Perhaps the most important finding from this review is the lack of research investigating how diabetes affects prostate cancer prognosis. As noted above, only 11 studies addressed this issue. Six of those 11 studies estimated diabetes’ impact on overall, long-term mortality, but only four studies addressed the more important question of whether diabetes affects prostate cancer-specific mortality. Because both prostate cancer and diabetes are common conditions among older men, significantly more research is needed to investigate how diabetes affects prostate cancer management and prognosis and on the proper management of men with prostate cancer who have comorbid diabetes. Important research questions include whether men with diabetes should get different treatments than men without diabetes and what the appropriate treatments are. For example, are men with diabetes indeed more likely to receive radiotherapy? Are the worse outcomes and increased complication rates associated with radiotherapy in men with diabetes due to selection bias or a direct result of the disease? Would a modified radiotherapy regimen for men with diabetes improve the benefit to risk ratio? Can tighter control of diabetes improve survival for men with prostate cancer more generally? In all cases, additional research should use rigorous methods for diabetes ascertainment, sufficient follow-up time, and appropriate adjustment for confounders. The findings of this review and meta-analysis clearly support the need for further research in this area.

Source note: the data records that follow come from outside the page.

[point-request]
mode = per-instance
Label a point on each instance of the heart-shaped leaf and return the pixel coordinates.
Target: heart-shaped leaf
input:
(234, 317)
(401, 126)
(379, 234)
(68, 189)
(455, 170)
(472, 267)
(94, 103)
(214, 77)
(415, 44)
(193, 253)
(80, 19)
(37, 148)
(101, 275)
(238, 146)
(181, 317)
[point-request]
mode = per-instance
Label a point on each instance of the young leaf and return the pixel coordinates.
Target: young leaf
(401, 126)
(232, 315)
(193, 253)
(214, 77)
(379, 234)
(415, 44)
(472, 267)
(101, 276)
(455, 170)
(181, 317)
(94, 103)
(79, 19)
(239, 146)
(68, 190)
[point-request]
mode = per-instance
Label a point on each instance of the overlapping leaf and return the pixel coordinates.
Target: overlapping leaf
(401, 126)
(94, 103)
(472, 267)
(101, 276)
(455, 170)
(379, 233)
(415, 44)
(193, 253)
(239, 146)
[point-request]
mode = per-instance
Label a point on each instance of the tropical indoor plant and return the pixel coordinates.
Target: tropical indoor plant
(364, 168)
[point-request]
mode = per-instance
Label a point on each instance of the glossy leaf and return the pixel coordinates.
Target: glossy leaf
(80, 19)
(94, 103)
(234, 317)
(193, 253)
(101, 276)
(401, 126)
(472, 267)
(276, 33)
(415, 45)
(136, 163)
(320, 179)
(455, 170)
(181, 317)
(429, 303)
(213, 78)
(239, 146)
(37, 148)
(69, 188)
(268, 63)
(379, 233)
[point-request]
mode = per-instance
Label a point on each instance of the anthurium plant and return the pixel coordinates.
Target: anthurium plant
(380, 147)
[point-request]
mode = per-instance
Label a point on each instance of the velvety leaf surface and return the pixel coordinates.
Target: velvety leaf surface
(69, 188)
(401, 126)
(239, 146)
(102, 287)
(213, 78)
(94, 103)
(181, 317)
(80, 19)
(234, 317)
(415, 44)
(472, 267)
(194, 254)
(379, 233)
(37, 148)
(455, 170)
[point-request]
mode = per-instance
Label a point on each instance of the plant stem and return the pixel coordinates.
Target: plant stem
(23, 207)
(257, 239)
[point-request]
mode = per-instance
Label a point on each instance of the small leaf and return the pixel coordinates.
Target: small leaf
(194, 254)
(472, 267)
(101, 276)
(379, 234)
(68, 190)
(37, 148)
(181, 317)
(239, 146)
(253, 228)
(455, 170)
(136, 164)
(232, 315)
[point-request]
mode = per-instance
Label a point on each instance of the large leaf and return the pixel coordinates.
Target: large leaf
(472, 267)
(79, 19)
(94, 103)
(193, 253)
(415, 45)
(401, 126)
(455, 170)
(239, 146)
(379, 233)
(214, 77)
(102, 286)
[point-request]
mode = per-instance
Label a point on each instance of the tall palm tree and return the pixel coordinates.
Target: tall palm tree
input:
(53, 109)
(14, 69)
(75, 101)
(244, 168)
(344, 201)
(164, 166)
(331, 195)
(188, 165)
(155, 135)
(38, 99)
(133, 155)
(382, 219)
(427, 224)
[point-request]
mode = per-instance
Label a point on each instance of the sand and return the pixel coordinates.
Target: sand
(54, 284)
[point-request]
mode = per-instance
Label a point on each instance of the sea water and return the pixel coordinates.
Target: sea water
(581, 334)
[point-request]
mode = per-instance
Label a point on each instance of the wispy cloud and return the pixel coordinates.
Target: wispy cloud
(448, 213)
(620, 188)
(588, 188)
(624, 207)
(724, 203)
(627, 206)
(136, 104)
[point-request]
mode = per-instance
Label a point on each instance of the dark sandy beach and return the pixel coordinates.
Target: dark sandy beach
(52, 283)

Funding Sources and Conflict of Interest Disclosure: Dr. Snyder is supported by a Mentored Research Scholar Grant from the American Cancer Society (MRSG-08-011-01-CPPB). Ms. Barone and Dr. Derr are supported by the NIDDK Diabetes and Obesity Training Grant (T32 DK062707). Dr. Stein is supported by a NIH fellowship from Health Services and Administration (T32HP10025-14). Dr. Brancati is supported by the NIDDK Patient Oriented Research in Type 2 Diabetes Grants (K24-DK62222). Drs. Yeh and Brancati are supported by the NIDDK Diabetes Research and Training Center (P60 DK079637). No funding body had a role in study design, data collection, analysis, or reporting. The authors declare no conflict of interest.